---
# **Traditional vs Cloud: Geophysics with GeoLab**

##### 🔶 This notebook demonstrates a side-by-side comparison between traditional geophysics research workflows and a modern, cloud-optimized approach through EarthScope’s GeoLab platform using GNSS 📡 data. By working through a typical data processing task in both environments, we highlight the practical differences in performance, scalability, and ease of use. GeoLab enables researchers to access open datasets, run compute-intensive workflows, and share reproducible analyses—all within a cloud-native ecosystem tailored to the needs of the geophysics community. 

*This demo is your hands-on guide to accessing and processing GNSS data—first through the traditional GAGE archive, and then using its cloud-based counterpart. In this notebook, you’ll follow a two-track journey:*

***1.🚶 Traditional Serial Processing**
   – Download RINEX files one by one to your local GeoLab environment*

***2.☁️ Cloud-Optimized Workflow**
   – Stream data directly from an AWS S3 bucket—no massive local downloads*

*Before diving into the notebook, you need to be familiar with
👉 [GAGE data archive](https://www.unavco.org/data/data.html) || 👉 [GNSS data products](https://www.unavco.org/data/gps-gnss/gps-gnss.html)*

---

# 1️⃣ **Traditional Serial Processing**
*In this section, we’ll explore the classic method of GNSS data handling which is downloading RINEX files to your GeoLab environment and processing them one by one.*

##### 🔶 RINEX (Receiver Independent Exchange Format) is the open, ASCII-based standard for recording raw GNSS observations—packaging pseudorange, carrier-phase, navigation, and meteorological data into a human-readable, vendor-neutral text format. More about 👉 [RINEX](https://igs.org/wg/rinex/)

*First, we’ll install the `GeoRINEX` package into a temporary environment using a bash script.* 

*For more details, 👉 [GeoRINEX GitHub repository](https://github.com/geospace-code/georinex/tree/main) || 👉 [Bash scripting inside notebook](https://stackoverflow.com/questions/58981651/how-to-run-a-shell-script-in-jupyter-notebook)*

In [None]:
!pip install georinex

*Now, we need to build a function for authenticating and downloading rinex file: **'rinex_download'.** This function will help you to pull files down from EarthScope's authenticated "gage-data" service in an automated script or pipeline.
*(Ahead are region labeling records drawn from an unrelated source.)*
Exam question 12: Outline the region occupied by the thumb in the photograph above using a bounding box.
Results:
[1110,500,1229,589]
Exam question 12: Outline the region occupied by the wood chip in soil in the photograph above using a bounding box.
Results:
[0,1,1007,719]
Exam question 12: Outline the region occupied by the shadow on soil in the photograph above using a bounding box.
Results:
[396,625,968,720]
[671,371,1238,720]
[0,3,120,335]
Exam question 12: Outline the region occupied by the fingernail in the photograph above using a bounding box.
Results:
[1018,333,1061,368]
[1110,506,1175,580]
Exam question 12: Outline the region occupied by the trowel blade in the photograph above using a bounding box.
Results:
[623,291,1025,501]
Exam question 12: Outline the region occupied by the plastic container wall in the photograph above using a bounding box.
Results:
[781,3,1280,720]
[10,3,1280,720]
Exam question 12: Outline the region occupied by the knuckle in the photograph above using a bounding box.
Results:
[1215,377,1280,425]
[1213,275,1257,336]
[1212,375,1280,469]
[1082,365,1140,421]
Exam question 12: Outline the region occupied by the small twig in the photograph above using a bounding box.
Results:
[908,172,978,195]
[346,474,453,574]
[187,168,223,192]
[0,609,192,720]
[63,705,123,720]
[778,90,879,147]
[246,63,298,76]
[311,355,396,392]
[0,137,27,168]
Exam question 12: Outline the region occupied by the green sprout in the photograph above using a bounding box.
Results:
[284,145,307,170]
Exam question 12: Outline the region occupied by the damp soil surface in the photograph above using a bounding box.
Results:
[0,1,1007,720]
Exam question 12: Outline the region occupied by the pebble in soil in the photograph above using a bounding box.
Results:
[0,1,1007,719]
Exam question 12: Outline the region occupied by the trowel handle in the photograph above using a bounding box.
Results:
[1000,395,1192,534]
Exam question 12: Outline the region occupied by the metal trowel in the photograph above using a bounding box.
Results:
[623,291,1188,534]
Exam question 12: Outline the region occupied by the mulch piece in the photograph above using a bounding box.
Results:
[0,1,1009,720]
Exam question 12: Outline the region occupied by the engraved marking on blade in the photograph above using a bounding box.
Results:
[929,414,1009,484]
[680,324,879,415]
EarthScope’s “gage-data” portal requires `OAuth2` tokens; the SDK handles device-code flows, token caching, and token refreshing so you never have to copy-and-paste access tokens by hand. It allows you to stream large files without blowing out memory To learn more about how it works, 👉 [earthscope-sdk](https://docs.earthscope.org/projects/SDK/en/stable/content/usage.html)*

*We will download from the EarthScope's GAGE data archive 👉*
*[https://gage-data.earthscope.org/archive/gnss/rinex/obs/](https://gage-data.earthscope.org/archive/gnss/rinex/obs/)*

In [None]:
# ____ Authentication & Downloading function __________________________________________________
import asyncio
from pathlib import Path

from earthscope_sdk import AsyncEarthScopeClient

async def download_rinex(station: str, year: int, doy: int, save_dir: str = ".") -> Path:
    """
    Download a RINEX .rnx.gz from EarthScope’s gage-data server.

    Parameters
    ----------
    station : str
        4-char station code, e.g. "p057"
    year : int
        Four-digit year, e.g. 2025
    doy : int
        Day-of-year (1–365 or 366)
    save_dir : str
        Directory where the file will be written (created if needed)

    Returns
    -------
    Path
        Path to the downloaded .rnx.gz file
    """
    # 1. Ensure output directory exists
    out_dir = Path(save_dir)
    out_dir.mkdir(parents=True, exist_ok=True)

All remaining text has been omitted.